Profielschets van de Nauwe korfslak Vertigo angustior

door: Stichting Anemoon



De Nauwe korfslak Vertigo angustior (Jeffreys, 1830) is een uiterst klein landslakje met een LINKS-gewonden, tonvormig huisje dat doorgaans niet groter wordt dan circa 1,6 millimeter.

Voorkomen in Nederland
De soort is waargenomen in duinen en bossen, in zowel de Noord-Hollandse als Zuid-Hollandse als Zeeuwse duinengebieden. Daarnaast zijn er in het verleden meldingen geweest uit Limburg, langs de Rijn bij Millingen (rond 1996 nog aanwezig) en van Terschelling.
Klik hier voor een overzicht kaart van alle uur-hokken waar de Nauwe korfslak ooit is waargenomen.

Biotoop in Nederland
De soort wordt in Nederland vooral aangetroffen in duingebieden. Het gaat daarbij om biotopen variërend van open duin, tot sterk beschaduwd loofbos op zowel jonge als oude duinen. De soort wordt ook aangetroffen in infiltratiegebieden, langs diverse wateren, drassige weilanden en in rivierbos.

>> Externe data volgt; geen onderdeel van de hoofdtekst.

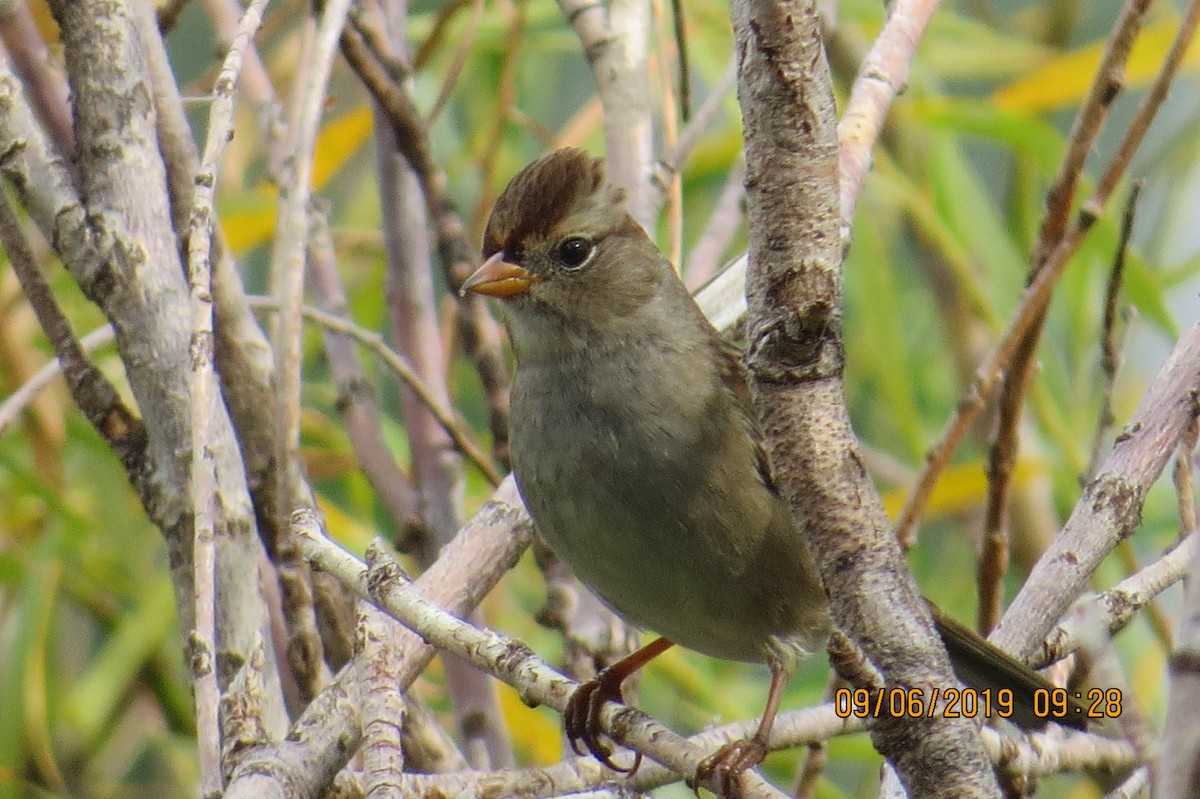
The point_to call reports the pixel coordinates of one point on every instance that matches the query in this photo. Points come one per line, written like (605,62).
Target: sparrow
(640,458)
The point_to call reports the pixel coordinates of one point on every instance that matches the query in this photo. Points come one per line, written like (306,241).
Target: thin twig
(18,400)
(882,76)
(1037,294)
(670,166)
(384,708)
(457,430)
(203,638)
(615,40)
(384,584)
(1181,476)
(466,40)
(355,398)
(723,223)
(477,330)
(669,112)
(1110,337)
(1017,379)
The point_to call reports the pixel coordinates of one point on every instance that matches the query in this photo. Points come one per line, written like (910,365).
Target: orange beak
(497,277)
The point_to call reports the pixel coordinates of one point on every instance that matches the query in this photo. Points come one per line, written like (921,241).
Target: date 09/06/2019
(1053,704)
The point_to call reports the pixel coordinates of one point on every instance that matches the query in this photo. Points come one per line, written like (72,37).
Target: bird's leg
(723,769)
(582,714)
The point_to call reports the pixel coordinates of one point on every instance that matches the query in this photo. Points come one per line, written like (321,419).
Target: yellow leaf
(253,222)
(345,529)
(535,733)
(961,488)
(337,143)
(1063,80)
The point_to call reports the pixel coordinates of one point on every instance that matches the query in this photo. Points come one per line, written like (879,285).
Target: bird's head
(561,244)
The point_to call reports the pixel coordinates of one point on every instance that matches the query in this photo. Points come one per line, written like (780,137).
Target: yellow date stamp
(1051,704)
(949,703)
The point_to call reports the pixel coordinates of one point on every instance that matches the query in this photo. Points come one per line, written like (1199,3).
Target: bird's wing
(733,374)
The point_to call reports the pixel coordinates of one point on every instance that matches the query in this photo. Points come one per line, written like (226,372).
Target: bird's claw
(723,769)
(581,720)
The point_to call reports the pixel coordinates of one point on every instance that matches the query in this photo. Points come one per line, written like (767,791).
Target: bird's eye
(575,252)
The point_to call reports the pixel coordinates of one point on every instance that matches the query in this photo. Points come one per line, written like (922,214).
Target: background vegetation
(95,698)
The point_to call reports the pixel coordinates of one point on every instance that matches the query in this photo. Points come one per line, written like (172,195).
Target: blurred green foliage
(94,700)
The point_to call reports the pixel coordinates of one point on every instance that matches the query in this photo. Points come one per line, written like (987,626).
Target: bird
(639,456)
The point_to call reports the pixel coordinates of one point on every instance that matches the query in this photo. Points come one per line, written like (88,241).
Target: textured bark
(796,360)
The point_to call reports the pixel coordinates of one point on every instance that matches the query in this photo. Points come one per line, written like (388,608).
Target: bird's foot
(723,769)
(582,719)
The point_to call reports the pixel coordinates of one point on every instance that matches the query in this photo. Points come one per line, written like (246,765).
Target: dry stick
(245,370)
(681,41)
(30,58)
(1110,361)
(437,467)
(455,427)
(1182,480)
(670,166)
(505,103)
(1115,607)
(466,40)
(355,396)
(881,77)
(1176,773)
(1110,337)
(1037,755)
(287,278)
(385,586)
(377,42)
(18,400)
(203,638)
(1009,407)
(670,112)
(615,43)
(384,712)
(477,330)
(327,733)
(796,362)
(96,397)
(1037,294)
(723,223)
(292,229)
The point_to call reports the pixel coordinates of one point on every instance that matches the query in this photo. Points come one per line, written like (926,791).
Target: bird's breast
(649,491)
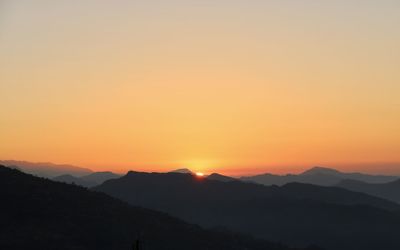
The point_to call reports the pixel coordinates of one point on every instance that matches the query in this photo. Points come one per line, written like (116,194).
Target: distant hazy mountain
(37,214)
(318,176)
(298,214)
(390,190)
(48,170)
(90,180)
(66,178)
(219,177)
(182,171)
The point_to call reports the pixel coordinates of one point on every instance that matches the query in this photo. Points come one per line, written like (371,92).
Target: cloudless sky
(236,87)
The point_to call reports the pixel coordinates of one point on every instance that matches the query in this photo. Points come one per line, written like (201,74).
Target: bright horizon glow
(199,174)
(235,87)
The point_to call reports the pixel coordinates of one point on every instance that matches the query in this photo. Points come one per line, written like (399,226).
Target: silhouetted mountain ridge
(318,176)
(390,190)
(39,214)
(297,213)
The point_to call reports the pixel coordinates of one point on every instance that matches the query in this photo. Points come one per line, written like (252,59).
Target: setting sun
(199,174)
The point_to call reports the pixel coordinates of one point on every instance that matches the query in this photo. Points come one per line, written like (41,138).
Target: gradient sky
(237,87)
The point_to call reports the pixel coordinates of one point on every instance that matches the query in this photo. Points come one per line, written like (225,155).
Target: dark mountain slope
(390,190)
(38,213)
(100,177)
(299,214)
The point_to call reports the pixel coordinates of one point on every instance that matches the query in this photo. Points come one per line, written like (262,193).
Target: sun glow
(199,174)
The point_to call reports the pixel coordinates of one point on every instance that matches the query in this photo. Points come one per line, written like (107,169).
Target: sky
(236,87)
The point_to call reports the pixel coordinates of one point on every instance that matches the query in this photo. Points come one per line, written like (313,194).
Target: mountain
(38,213)
(66,178)
(299,214)
(45,169)
(182,171)
(318,176)
(219,177)
(90,180)
(100,177)
(390,190)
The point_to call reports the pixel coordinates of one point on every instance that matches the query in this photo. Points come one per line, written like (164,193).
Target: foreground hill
(39,214)
(317,176)
(390,190)
(299,214)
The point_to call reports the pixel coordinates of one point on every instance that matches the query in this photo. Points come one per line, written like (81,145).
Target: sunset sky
(237,87)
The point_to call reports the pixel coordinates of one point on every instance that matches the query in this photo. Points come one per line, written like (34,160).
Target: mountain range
(319,176)
(89,180)
(38,213)
(46,169)
(297,214)
(390,190)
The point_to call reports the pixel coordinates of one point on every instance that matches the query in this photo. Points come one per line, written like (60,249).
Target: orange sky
(227,86)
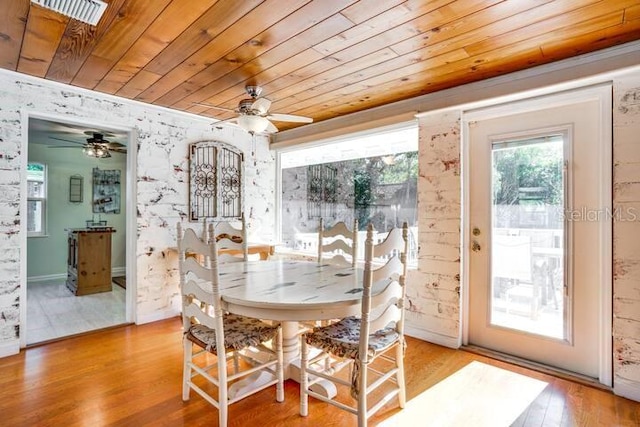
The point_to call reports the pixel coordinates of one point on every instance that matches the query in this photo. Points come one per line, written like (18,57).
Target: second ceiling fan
(95,145)
(253,113)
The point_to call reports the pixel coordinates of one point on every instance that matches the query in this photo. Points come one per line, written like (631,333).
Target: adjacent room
(311,212)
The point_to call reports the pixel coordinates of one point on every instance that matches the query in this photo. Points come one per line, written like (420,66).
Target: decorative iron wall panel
(215,187)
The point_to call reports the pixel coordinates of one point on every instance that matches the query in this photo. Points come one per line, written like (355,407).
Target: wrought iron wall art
(215,185)
(106,191)
(322,187)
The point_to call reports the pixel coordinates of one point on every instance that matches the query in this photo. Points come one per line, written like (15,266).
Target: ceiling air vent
(89,11)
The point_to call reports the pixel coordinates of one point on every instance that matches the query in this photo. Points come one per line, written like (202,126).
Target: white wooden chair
(377,336)
(338,245)
(227,336)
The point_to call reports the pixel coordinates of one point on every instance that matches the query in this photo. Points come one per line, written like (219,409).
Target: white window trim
(44,217)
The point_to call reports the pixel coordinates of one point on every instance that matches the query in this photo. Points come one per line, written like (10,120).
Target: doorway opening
(77,276)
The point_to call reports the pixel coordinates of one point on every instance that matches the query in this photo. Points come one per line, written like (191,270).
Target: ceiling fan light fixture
(96,151)
(253,124)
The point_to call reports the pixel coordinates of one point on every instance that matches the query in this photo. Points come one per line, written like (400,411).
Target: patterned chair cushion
(239,332)
(342,339)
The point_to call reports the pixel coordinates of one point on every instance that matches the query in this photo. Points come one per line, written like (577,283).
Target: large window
(36,199)
(371,178)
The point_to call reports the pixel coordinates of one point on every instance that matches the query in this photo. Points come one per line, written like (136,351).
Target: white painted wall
(162,137)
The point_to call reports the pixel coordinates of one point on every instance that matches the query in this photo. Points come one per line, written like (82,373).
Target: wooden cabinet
(89,261)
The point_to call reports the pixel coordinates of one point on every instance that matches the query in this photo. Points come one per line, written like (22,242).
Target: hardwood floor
(131,376)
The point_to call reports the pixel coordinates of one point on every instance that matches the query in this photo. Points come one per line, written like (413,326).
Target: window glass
(36,199)
(371,178)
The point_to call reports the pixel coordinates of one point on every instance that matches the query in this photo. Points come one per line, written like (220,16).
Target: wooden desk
(89,260)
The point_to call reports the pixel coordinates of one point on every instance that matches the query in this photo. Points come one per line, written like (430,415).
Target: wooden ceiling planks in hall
(13,22)
(318,58)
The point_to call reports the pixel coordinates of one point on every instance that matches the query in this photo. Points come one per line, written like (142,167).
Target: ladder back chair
(371,344)
(336,242)
(208,330)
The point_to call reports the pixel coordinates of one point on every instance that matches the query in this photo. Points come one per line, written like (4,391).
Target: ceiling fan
(253,113)
(95,146)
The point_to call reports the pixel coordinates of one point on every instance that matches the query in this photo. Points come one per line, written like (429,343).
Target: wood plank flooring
(131,376)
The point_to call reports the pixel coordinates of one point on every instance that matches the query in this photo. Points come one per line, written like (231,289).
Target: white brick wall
(162,182)
(434,289)
(626,233)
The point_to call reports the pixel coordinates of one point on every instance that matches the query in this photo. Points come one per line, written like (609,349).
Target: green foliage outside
(529,174)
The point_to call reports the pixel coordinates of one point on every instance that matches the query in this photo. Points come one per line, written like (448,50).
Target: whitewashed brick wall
(162,181)
(626,234)
(434,289)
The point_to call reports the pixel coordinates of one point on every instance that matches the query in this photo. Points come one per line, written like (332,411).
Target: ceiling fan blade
(104,134)
(271,128)
(63,146)
(289,118)
(67,140)
(202,104)
(112,145)
(262,105)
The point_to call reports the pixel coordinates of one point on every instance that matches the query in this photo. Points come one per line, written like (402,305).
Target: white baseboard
(446,341)
(35,279)
(9,348)
(627,388)
(115,271)
(155,316)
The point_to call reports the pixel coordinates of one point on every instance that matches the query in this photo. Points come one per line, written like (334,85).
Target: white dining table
(289,291)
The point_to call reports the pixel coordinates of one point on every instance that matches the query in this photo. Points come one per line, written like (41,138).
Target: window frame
(325,146)
(42,200)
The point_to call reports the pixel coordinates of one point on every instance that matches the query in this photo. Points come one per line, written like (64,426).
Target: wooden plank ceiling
(320,58)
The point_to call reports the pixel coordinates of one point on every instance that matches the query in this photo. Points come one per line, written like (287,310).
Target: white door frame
(602,93)
(130,212)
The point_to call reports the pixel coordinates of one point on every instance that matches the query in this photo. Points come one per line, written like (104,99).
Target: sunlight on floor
(477,395)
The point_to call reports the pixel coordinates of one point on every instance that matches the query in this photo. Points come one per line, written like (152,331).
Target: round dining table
(288,291)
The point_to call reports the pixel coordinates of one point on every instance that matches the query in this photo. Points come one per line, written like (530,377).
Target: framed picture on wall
(106,191)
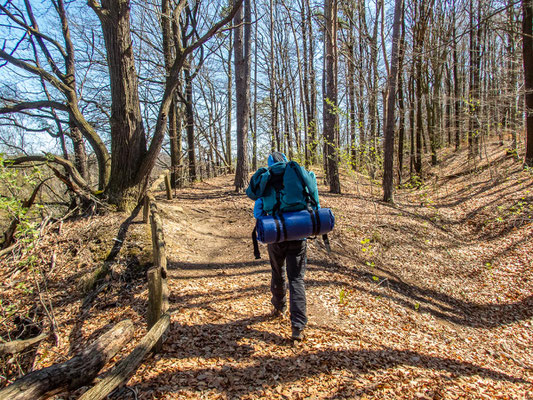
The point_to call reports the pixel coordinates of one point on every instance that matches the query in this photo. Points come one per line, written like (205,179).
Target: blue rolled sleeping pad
(294,225)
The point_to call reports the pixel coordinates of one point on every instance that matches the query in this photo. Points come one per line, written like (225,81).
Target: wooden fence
(83,368)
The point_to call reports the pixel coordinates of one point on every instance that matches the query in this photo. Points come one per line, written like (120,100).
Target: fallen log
(71,374)
(127,366)
(17,346)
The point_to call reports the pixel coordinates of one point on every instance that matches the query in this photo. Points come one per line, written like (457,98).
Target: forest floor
(429,298)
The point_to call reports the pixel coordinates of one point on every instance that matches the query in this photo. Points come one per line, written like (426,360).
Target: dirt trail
(390,316)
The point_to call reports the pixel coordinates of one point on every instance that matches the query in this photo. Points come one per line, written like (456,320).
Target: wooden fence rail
(83,368)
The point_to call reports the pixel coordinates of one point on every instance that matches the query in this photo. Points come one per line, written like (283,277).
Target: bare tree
(388,175)
(242,46)
(527,48)
(330,116)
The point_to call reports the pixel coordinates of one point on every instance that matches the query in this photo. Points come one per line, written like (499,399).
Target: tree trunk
(242,46)
(330,96)
(527,48)
(189,111)
(388,175)
(74,373)
(311,113)
(401,104)
(128,140)
(230,106)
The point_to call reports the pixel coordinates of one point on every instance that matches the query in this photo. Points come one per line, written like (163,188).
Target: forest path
(401,309)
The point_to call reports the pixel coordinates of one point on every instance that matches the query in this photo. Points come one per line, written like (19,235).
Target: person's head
(276,157)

Doorgaans leeft de soort in open vochtige en vaak wat kalkrijke biotopen, die soms tijdelijk, maar nooit permanent uitdrogen. Tijdelijke uitdroging, evenals overstromingen wor den wel verdragen. De dieren worden vooral aangetroffen op overgangszones tussen nat en vochtig tot drassig terrein, waar ze leven op en tussen diverse grassen en moerasplanten. De Nauwe korfslak is echter niet duidelijk aan bepaalde plantensoorten gebonden en er worden ook vaak (soms veel!) dieren in de strooisellaag van duin- en andere bossen waargenomen. Ze zijn ook te vinden onder takjes en hout dat zich op de bodem bevindt. Een enkele keer worden ze ook op of onder stenen aangetroffen.

Populaties
In de praktijk blijkt het voorkomen vaak beperkt tot kleine populaties in zones van slechts enkele strekkende of vierkante meters. Tegenover dit beperkte voorkomen kunnen plaatselijk hoge dichtheden staan, tot circa 1000 stuks per vierkante meter.

Wijze van waarnemen
Om de Nauwe korfslak te vinden worden in het veld doorgaans monsters genomen van de strooisellaag (afgevallen bladeren, stengels en takjes). Doorgaans verzamelt men per locatie één tot twee liter. Het monster wordt na droging uitgezocht met behulp van een zevenset met maaswijdte van verschillende grootten, de kleinste met een maaswijdte van 1 millimeter. Vervolgens wordt het materiaal onder de binoculair uitgezocht en de exemplaren (ook van andere aanwezige mollusken) er uitgepikt en geteld. De verwerkingstijd (drogen, uitzoeken, etiketteren van buisjes en determineren, van één monster bedraagt circa vier uur.

Slechts weinig malacologen zijn in staat de soort in het veld op planten met het blote oog waar te nemen (zichtmethode). Ook deze experts nemen echter monsters, omdat ook gebleken is dat de soort via bemonstering veel vaker en beter kan worden vastgesteld dan met het blote oog.